Geistm eigenem Haus
Es beginnt leise.
Nicht mit einem Knall.
Sondern mit einem Raum,
der sich ein wenig weiter anfühlt als sonst.
Ein Schritt klingt hohl.
Zu hohl.
Als würde der Boden nicht ganz glauben,
dass ich da bin.
Ich gehe durch Räume,
die meine sind.
Aber nichts gehört wirklich mir.
Nicht mal das Echo.
Stimmen im Flur.
Lachen in der Küche.
Tellerklirren.
Leben passiert.
Mein Name fällt nicht.
Als wäre ich Luft.
Durchsichtig.
Da. ja
Und nicht da.ja
Ich stehe im Türrahmen.
Warte auf einen Blick.
Einen, der hängen bleibt.
Nur kurz.
Aber Augen gleiten über mich
wie über Möbel.
Nützlich vielleicht.
Aber nicht bemerkenswert.
Als würde ich als Einzige sehen,
wie niemand mich sieht.
Ich spreche.
Worte verlassen meinen Mund
und werden sofort kalt.
Sie fallen zu Bodenwie Atem im Winter.
Keiner hebt sie auf.
Du bist doch hier, sagen sie. Warum fühlst du dich so?

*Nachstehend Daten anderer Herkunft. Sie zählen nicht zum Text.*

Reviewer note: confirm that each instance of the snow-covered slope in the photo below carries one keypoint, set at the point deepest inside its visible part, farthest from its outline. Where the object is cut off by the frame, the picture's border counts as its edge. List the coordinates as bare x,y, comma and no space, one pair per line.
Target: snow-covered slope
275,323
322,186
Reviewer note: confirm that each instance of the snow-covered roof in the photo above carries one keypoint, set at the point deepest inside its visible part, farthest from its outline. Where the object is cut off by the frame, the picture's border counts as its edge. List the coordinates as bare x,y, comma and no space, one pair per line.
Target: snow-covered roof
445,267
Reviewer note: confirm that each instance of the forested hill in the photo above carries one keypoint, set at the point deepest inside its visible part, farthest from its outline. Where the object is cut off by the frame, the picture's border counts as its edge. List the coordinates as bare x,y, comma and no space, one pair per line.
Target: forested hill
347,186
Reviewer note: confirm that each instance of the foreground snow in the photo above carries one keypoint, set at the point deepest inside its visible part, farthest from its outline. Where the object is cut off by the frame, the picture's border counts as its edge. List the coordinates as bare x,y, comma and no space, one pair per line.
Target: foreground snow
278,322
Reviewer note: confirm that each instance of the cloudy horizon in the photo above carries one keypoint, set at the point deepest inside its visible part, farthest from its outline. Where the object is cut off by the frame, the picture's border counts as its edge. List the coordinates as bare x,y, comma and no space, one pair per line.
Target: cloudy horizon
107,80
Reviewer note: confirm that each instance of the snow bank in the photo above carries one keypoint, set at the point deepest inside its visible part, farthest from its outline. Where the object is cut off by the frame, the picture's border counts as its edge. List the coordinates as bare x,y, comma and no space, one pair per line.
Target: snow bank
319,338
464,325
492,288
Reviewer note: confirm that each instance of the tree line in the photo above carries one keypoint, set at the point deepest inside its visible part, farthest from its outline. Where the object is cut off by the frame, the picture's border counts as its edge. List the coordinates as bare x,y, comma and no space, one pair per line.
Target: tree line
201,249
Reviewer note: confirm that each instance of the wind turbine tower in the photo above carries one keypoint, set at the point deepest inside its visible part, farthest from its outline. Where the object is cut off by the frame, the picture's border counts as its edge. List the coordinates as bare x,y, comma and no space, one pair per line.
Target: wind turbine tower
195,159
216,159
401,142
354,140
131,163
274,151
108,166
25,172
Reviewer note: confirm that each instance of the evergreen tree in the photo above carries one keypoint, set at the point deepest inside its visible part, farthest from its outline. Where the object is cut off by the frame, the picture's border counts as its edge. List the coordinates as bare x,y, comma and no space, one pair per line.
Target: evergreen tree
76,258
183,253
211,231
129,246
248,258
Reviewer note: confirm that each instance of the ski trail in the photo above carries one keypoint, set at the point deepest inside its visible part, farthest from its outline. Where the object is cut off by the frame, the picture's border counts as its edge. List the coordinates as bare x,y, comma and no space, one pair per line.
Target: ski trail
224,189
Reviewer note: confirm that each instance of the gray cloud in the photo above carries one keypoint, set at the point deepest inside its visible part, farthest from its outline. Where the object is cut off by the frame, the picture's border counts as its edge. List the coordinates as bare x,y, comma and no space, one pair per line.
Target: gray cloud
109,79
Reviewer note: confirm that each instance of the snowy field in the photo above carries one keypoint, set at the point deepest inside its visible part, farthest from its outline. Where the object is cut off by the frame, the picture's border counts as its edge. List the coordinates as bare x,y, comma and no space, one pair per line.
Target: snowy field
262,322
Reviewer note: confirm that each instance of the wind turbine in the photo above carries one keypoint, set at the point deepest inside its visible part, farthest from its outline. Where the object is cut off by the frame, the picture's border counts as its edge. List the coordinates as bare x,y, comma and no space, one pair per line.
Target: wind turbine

Und ich suche nach Worten für etwas, das keine Form hat. Nur Temperatur.
Vom Winde verweht. Der Kälte nah. Fenster offen. Innen Winter.
Kälte ist nicht nur kalt. Kälte ist langsam. Sie beginnt an den Fingerspitzen und fragt nicht, ob sie bleiben darf.
Sie setzt sich zwischen die Rippen. Atmet mit. Macht alles enger. Leiser.
Leerer ist nicht leer.
Leerer ist ein Raum nach einem Umzug. Abdrücke auf dem Teppich, wo einmal etwas stand, das wichtig war.
Leerer ist ein Glas, aus dem eben noch getrunken wurde. Restwärme fehlt. Nur Stille bleibt zurück.
Leerer ist ein Herzschlag im Ohr, weil sonst nichts antwortet.
Ich sitze mitten im Leben und fühle mich wie ein Geist im eigenen Haus.
Ich sehe, wie alle sich sehen. Wie sie einander finden mit Blicken, mit Berührungen, mit selbstverständlichen Gesten.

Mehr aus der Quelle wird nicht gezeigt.